Reliability issues showed up too

There were provider or response-format errors during the LLM runs. In this sweep, several failures were recorded as:
RuntimeError: Unexpected message content type: NoneType
This is a useful reminder that agent reliability is not only about reasoning. A tool-using benchmark also needs to measure whether the model and provider path consistently produce usable actions.
The environment handled these failures without crashing the entire sweep. The errors are stored in the JSON records and counted in the marks table.
What this suggests
My current takeaway is cautious but useful:
SRE-Zero is already producing separable failure modes.
The first results distinguish:
- random invalid tool use
- scripted upper-bound behavior
- evidence gathering without remediation
- repeated inspection loops
- provider response failures
- partial success on easier incidents
- failures on incidents requiring precise database remediation
That is a good sign for the benchmark design. It means the environment is not only producing a final score. It is producing trajectories that can be inspected and turned into research questions.
Limitations
This is not a full evaluation yet.
- The LLM baselines used only one episode per task.
- The model set is small.
- The run used one seed.
- The provider path can return null message content, which affected several LLM baselines.

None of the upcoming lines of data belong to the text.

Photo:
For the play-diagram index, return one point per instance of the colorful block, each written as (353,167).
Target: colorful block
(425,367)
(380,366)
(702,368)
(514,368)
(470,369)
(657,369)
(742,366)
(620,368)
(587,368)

- The scripted expert uses task-specific knowledge and should be treated as an upper-bound baseline, not a realistic agent.
- The tasks are still simulated and deterministic.
So the right interpretation is not "model X is best." The right interpretation is:
This early environment can measure evidence gathering, action validity, remediation behavior, and resolution success separately.
That is the core thing I wanted from this phase.
Next steps
The next benchmark pass should:
- run more episodes per task
- repeat across seeds
- compare more models per baseline type
- improve LLM response parsing and null-content handling
- add token and cost accounting
- write a more formal experiment table for the paper draft
- add plots for per-difficulty performance
SRE-Zero is still early, but this run is the first useful signal: tool use alone is not enough. Evidence gathering is only one part of reliable incident response. The harder problem is turning evidence into the right minimal action under a budget.